Biomarkers Expression in Cervical Cancer and High Grade Squamous Intraepithelial Lesions

Abstract

Objectives: The finding of new prognostic factors in human cervix cancer is necessary to improve present conventional treatments. The aim of the present study was to determine the expression and evaluate the prognostic value of hypoxia-inducible factor-1(HIF-1α), vascular endothelial growth factor (VEGF) and eritropoyetin receptor (EpoR) in cervix cancer stages IIA-IIB and in preinvasive high grade squamous intraepithelial lesions (HSIL) Methods: The study included 70 patients with cervix cancer, FIGO stages IIA-IIB, 28 patients with HSIL and normal cervix (n = 28). HIF-1α, VEGF and EpoR expression were analyzed in tissue samples by immunohistochemistry using commercial antibodies. Expression and overexpression of the tumor markers were quantified according to German Immunoreactive Score. Results: HIF-1α, EpoR and VEGF overexpression was detected in 30%, 37% and 51% of cancer patients respectively.

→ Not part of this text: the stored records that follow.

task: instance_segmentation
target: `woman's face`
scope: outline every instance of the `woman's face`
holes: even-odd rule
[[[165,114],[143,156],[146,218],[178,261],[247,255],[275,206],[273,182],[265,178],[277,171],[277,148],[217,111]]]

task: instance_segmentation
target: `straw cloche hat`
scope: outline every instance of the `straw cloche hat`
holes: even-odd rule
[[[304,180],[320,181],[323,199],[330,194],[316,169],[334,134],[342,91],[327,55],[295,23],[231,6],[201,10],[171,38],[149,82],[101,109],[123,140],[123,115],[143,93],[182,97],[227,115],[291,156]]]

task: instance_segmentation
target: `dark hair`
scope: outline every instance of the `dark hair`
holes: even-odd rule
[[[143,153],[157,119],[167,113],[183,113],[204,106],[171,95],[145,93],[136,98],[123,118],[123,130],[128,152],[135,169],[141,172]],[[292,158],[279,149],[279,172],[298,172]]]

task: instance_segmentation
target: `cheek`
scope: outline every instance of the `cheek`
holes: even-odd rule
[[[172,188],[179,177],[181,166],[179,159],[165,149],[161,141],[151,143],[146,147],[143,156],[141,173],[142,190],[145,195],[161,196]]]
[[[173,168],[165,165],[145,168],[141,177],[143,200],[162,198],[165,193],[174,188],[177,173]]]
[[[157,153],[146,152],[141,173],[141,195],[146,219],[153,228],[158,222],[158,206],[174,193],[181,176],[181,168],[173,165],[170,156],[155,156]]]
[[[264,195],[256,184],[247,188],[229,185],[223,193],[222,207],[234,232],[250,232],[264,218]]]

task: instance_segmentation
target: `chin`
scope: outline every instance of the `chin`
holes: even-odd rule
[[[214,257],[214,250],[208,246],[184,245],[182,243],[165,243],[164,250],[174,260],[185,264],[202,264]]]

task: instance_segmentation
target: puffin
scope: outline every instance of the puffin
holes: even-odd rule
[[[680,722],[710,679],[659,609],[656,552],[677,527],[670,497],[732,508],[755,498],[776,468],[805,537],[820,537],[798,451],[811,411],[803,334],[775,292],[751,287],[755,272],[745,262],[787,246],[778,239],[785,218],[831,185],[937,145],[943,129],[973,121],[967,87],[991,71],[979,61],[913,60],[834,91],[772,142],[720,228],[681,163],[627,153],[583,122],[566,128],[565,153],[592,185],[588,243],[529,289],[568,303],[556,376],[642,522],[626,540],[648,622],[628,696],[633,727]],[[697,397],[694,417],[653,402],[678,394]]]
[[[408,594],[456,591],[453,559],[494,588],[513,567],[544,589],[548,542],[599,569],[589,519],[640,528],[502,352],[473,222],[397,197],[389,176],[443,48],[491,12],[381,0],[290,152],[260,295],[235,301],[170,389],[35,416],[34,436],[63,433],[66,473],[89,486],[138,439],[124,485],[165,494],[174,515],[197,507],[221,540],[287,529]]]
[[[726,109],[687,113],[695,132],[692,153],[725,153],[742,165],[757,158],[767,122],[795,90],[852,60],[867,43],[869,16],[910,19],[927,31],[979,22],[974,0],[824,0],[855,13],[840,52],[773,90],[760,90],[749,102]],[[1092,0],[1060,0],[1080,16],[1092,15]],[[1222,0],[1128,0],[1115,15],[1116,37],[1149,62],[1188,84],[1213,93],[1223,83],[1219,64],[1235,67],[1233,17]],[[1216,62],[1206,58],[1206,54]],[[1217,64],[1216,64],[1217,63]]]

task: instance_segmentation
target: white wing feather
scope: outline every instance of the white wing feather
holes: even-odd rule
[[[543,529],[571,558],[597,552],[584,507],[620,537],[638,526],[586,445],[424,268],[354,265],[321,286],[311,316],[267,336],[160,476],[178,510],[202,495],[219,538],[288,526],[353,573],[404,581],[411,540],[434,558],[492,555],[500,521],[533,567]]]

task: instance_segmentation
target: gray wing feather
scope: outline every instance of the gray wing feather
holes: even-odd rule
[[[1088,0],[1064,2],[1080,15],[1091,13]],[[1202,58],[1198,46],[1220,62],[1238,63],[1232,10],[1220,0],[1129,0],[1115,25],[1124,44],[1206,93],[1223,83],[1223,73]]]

Patients with HSIL showed enhanced expression only of EpoR and VEGF (39.2% and 71.4%) while VEGF was overexpressed in 21% of the specimen. No correlation was found between VEGF and EpoR with disease-free overall survival (OS), tumor recurrences or prognostic factors. Only overexpression of HIF-1 was associated with less median survival measured up to 24 months, unless it was not maintained a long time. Conclusion: Although any of the markers could be considered as independent prognostic factor for cervix cancer patients, our data showed a significant increase in their expression from the premalignant lesion up to the invasive stages of tumor progression.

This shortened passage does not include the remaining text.